Ils couraient sur la plage. Arriveraient-ils à temps ? Car il ne s’agissait pas de faire en sorte de ne pas manquer un spectacle grandiose, il s’agissait de bien autre chose. Sous la falaise, se rassemblaient dès que la mer découvrait le rocher et les sables des centaines de petits passereaux des mers friands de minuscules crustacés. Leur comportement répondait à des stimulations simples, régulières où le flux et le reflux jouaient leur rôle. Ils s’y conformaient. Oui, mais face à la Déferlante et contre cette vague terrifiante qui se manifestait un seul jour chaque 21 ou 22 juin selon la marée, les oiseaux se trouvaient sans défense.
Élie et Lisa étaient dans l’incapacité d’évaluer la vitesse de la vague. Aucun calcul ne correspondait : la vague déjouait les prévisions de quelques secondes et cela suffisait pour que les oiseaux ne fussent pas prévenus.
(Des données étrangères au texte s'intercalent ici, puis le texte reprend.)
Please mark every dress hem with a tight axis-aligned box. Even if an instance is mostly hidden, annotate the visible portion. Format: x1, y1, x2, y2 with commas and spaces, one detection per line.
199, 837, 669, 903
Jusqu’à ce jour il avait toujours été trop tard.
Lisa et Élie arrivaient à l’instant où les passereaux de mer, par centaines, alertés par la bruine qui commençait à les atteindre allaient s’envoler, s’envolaient dans un immense mouvement d’ailes, avec la grâce d’un éventail de feu, la force d’une ouverture symphonique. Superbe vivacité du vol qui ne suffisait pas, ne suffisait jamais, quelles que fussent les visées de Lisa et Élie pour leur éviter le choc de la déferlante qui les cueillait de plein fouet. Violence inversant l’évènement, qu’ils percevaient sans la voir tant la vitesse de la vague était puissante, rabattant la troupe d’oiseaux contre la paroi de la falaise avec sauvagerie. Pour Élie et Lisa qui, aveuglés par l’eau salée, s’étaient réfugiés dans l’anfractuosité du rocher, la chose était chaque fois si rapide, qu’un bref instant ils cherchaient le vol des oiseaux très au-dessus d’eux.
Dans la réalité les passereaux se trouvaient plus bas, trop bas, juste assez pour ne pouvoir éviter le plaquage mortel contre la falaise.
Boules de plumes ébouriffées, ailes écartelées, retournées, têtes éclatées, se collaient, s’incrustaient dans la falaise, agitées de petits spasmes ou s’écrasaient au sol en tas, noyés, étouffés. L’eau glissait sur leurs plumes, terrible tribut des passereaux à la Déferlante.
Lisa recueillait les petits corps massacrés. Auparavant elle se cachait d’Élie. Depuis qu’Élie avait découvert les rayonnages de la cabane aux oiseaux, elle le faisait ouvertement. Élie n’était pas d’accord mais Lisa n’en avait cure et les oiseaux, préparés, naturalisés, se retrouvaient toujours plus nombreux sur les étagères de la cabane.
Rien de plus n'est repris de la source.